New York City Theater

"Sunset Boulevard"
Palace Theater

She sits in a director’s chair, regally dressed in the black and white shades of silent films. Workers and actors bustle about, paying her no attention, intent on rehearsing a DeMille Technicolor spectacle. “Miss Desmond, let’s get a look at you,” a grip suddenly calls from high up on a platform. Slowly, he turns his spotlight. A pool of white hugs the floor as it seeks Norma Desmond, the aging, faded star, back in the studio at last. As the spot finds her, other lights from above flood her with intensive, incandescent affection.

It’s a thrilling moment, at once recognizing a performer’s need for being in the light, for being recognized, for being loved, while dazzling her dreams as well as ours. The theater audience applauds, feeling in its collective bones that instant of approval. They, too, want that adulation. Barring that, they shower their love on Glenn Close who plays the voracious Norma Desmond in the revival of “Sunset Boulevard.”

Andrew Lloyd Webber’s stab at director Billy Wilder’s film masterpiece is a mixed bag. With serviceable lyrics by Don Black and Christopher Hampton, as well as the two men’s libretto that sticks closely to the film, this is more concert version than elaborately staged production. James Noone’s set pares down the original’s extravagance to a series of platforms, with film footage setting and bridging scenes.

Where Wilder’s film was gothic, bitter, ironic, ghoulishly amusing, even nasty, the musical lacks its biting claustrophobia. Stephen Sondheim once asked Wilder about musicalizing the movie, prompting Wilder to say it might work but only as an opera.

Enter Webber, always the composer most yearning to write an opera. For this showing, he has a lush 40-piece Met-size orchestra that sits on stage while actors scurry above and around. Conducted with fervor by Kristen Blodgette, the orchestra, with its dynamic climaxes, lulls listeners into thinking they’re hearing an enduring operatic score.

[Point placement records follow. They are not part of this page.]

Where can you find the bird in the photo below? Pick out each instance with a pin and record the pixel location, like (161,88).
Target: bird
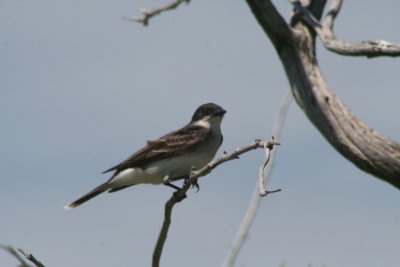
(169,158)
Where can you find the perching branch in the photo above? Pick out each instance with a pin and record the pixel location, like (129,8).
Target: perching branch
(181,194)
(256,198)
(148,14)
(325,32)
(31,258)
(13,252)
(21,260)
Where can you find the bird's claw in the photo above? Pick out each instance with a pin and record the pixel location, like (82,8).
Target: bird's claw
(179,198)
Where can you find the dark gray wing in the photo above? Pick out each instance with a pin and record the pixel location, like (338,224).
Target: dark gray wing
(171,144)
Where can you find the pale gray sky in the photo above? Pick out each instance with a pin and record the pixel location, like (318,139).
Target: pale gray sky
(81,89)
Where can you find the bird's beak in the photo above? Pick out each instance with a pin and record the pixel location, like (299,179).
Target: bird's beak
(220,112)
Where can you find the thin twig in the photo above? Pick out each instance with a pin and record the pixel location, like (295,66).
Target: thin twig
(255,199)
(148,14)
(31,258)
(374,48)
(15,253)
(261,177)
(181,194)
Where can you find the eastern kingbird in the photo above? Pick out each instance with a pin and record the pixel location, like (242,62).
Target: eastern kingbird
(169,158)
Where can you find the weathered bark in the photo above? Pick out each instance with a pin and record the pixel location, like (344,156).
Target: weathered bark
(295,46)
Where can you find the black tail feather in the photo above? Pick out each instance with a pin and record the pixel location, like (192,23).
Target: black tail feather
(98,190)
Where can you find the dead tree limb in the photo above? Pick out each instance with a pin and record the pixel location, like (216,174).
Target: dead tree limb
(181,194)
(251,212)
(295,45)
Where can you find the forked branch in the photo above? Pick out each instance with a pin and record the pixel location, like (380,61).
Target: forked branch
(373,48)
(195,174)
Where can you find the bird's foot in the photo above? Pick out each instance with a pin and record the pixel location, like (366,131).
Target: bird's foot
(194,184)
(179,198)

Except for the admittedly gorgeous “With One Look,” “As If We Never Said Goodbye” and one or two others, the score is filled with singsong recitative. Stephen Mear’s choreography is pedestrian, but director Lonny Price keeps things moving despite occasional missteps, like having two choristers run around with headlights in their hands, as if they were autos.

Yet none of that really matters since the show’s excuse and chief asset is Glenn Close as the fading star. She plays her as eccentric, egotistical and demanding but avoids making her into a gorgon. She may not be as exotic as Gloria Swanson was in the film (except for her magnificent costumes by Anthony Powell), but Close infuses Norma with old-fashioned womanly grace and hunger. Her voice is not what it was two decades ago, when she first did the role. But she knows how to command the stage, never relinquishing the spotlight. If she doesn’t rise to tragic size, she exudes pathos and sensuality. Just watch her grand gesture over the coffin of her deceased pet monkey.

Fred Johanson is superb as Max, her former husband and film director; his rendering of “The Greatest Star of All” is both creepy and pathetic. The strapping Michael Xavier as Joe Gillis, Norma’s gigolo, and the attractive Siobhan Dillon as Joe’s love, Betty, are rather bland.

But who can outglow Close’s Norma? Shrinking into oblivion, Norma’s private life is a mess. But when she – and the show -- come to life in the second act studio scene, you can believe her claim that “We taught the world new ways to dream.”